A closer look at our closed loop
At Swapfiets we aim high: we will have 100% circular bikes by 2025. How? Well, in our previous blog posts we have already shared a sneak peek on the steps we take in the design and use phase. But in the process of becoming 100% circular, we also need to talk about closing the loop. Closing the loop means we repair, reuse, remanufacture and at the very last step recycle every single part of a Swapfiets bicycle. What a fun challenge! Read more about this essential phase in our journey to become 100% circular.
Teamwork makes the dream work
Let’s start with the most important note about the final phase of becoming 100% circular. In closing the loop, we deal with circular potential versus realized circular potential. Which basically means we are doing everything in our power to reach the full circular potential. That way, we will achieve our goal and create a 100% circular bike. Both in the design and usage stage, every process is designed to be (potentially) circular. At the same time, we need to be realistic: we simply cannot control everything. Fortunately, there’s strength in numbers so we team up wherever we can! We need everyone in the process to be as committed as we are. To fully close the loop, we also need the help of our members – hey you! -,our colleagues in Swapfiets shops and warehouses and our partners that process outgoing material, like plastic waste. For example: when your bike gets stolen, we cannot guarantee that we are able to close the loop any longer. The same goes for throwing parts into the ‘wrong’ bin, so they cannot be reused or recycled. These are just two examples of possible roadblocks on our journey to becoming 100% circular.

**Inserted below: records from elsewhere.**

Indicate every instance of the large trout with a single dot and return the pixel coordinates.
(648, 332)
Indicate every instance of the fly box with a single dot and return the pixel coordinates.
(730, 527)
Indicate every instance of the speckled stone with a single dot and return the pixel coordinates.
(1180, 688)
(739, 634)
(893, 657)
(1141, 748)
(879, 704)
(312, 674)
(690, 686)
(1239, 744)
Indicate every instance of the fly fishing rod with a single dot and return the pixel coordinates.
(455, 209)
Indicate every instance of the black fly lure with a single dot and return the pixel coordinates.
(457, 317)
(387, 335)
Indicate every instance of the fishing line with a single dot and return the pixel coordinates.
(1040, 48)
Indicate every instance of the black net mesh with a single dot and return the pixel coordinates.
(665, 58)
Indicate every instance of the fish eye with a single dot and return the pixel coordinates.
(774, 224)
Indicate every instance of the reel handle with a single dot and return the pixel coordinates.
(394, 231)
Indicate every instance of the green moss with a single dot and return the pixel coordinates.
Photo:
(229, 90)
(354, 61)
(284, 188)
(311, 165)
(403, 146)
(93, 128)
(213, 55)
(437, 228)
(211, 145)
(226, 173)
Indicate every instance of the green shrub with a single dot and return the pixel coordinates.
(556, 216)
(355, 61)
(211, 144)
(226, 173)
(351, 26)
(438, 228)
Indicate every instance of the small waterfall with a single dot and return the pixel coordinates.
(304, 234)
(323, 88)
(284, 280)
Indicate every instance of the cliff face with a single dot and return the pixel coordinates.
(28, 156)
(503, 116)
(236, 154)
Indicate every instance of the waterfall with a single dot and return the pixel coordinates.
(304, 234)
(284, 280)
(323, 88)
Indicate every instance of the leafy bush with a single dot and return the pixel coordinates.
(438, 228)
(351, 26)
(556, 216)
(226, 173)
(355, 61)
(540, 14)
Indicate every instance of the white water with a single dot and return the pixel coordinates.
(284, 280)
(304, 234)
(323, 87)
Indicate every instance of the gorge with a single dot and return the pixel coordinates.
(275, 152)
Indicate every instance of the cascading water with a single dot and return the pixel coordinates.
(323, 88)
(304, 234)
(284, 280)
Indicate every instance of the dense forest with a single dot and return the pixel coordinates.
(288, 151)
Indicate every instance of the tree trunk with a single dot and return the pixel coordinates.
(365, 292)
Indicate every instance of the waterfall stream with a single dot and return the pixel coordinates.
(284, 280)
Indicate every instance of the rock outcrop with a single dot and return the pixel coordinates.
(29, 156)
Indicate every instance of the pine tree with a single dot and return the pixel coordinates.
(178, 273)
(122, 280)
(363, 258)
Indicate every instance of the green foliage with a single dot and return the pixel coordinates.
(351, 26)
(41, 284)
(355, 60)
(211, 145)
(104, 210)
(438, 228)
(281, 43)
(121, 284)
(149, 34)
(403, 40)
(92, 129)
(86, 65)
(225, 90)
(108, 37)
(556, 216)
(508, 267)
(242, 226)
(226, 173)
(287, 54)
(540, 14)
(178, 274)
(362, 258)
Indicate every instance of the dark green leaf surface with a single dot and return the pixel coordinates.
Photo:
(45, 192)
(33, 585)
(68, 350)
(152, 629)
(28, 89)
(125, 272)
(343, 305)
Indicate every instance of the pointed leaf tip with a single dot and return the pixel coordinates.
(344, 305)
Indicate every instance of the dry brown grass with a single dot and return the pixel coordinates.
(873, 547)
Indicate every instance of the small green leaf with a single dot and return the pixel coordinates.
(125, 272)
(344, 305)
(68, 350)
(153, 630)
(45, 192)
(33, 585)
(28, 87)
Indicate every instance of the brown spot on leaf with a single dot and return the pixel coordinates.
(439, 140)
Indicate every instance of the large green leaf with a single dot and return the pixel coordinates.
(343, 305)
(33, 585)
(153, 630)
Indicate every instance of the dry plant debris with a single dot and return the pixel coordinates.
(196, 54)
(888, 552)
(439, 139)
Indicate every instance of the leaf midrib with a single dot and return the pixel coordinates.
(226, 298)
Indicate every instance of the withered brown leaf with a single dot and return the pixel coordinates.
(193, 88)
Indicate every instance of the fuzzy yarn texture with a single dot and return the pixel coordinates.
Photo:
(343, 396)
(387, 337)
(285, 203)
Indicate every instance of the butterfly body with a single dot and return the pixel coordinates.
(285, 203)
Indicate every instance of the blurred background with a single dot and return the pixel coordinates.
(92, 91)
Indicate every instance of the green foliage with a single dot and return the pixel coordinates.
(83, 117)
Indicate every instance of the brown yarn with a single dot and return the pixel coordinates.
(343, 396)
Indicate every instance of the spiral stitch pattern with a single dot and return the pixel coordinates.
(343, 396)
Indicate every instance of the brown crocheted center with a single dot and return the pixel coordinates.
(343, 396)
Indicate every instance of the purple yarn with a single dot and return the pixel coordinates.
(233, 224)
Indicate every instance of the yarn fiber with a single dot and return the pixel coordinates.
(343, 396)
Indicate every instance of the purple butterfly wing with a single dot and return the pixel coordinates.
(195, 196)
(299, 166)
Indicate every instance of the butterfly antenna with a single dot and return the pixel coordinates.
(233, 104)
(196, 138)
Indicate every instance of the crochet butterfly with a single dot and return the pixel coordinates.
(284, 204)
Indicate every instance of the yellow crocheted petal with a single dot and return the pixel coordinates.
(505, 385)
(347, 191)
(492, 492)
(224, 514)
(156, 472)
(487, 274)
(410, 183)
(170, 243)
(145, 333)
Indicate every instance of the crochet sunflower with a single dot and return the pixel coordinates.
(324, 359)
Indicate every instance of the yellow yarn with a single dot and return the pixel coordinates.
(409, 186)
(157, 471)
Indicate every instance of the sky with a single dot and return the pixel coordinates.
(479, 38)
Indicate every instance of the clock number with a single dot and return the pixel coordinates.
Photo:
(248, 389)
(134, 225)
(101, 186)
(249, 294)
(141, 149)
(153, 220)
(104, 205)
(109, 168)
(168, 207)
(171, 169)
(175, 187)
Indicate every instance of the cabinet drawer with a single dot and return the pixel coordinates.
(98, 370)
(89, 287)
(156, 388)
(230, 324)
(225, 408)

Mastering the art of remanufacturing
We believe remanufacturing is art. It is an absolutely essential process in our road to circularity. In our second ‘behind the scenes’ blog post about the use phase, we briefly touched upon this. Remanufacturing means that the product or part leaves our warehouse and will be rebuilt as new – thanks to the knowhow and skills from our in-house team or a third party. The rebuilding is done with reused, repaired and new parts. But before we choose to remanufacture something, a critical analysis is necessary. Our experts decide whether the investment is worth it for the (renewed) lifetime of that particular product. This could also result in choosing not to remanufacture, because the alternative – replacement with better designed materials – is more sustainable in the long run. For example; the new aluminium frames on our first generation Original bikes are designed to last much longer than the current steel ones and to make remanufacturing more interesting in the future.
Stop owning, start using
Where remanufacturing helps us to make our ‘own’ products and individual parts circular, we also work with parts on our bikes that are not ours. We do not own them. These parts are product-as-a-service (PAAS). Just like you do not own your Swapfiets, but use it as a service. The manufacturer stays the owner of the products while we – and you – use them. When it breaks down, the products are returned to the manufacturer who will repair it in a sustainable way. And that’s not all; they also upgrade it based on the real life info on the bike use we provide, which is a completely new approach in the industry. Level up! The successful collaboration with Vittoria, for our tyres-as-a-service, was the first step into many other upcoming exciting new PAAS collaborations for our individual bike parts. So, stay tuned!
When talking about closing the loop, it’s important to keep the value of the products in this loop as high as possible. High value products can be recycled easier, which prevents valuable products from ending up in the general waste stream. For example, an old inner tube is more valuable to its manufacturer – for repair or recycling – than to the general waste processor where it ends up in a big pile of nothing and everything. The same goes for our aluminium frames, which are made from a specific alloy which is easy to recycle. They become less valuable when they end up with other types of general aluminium waste. Therefore, the trick is to sort and filter so we maintain the highest value of our individual bike parts. This surely adds complexity to our operation and supply chain – but hey, nobody said it was easy!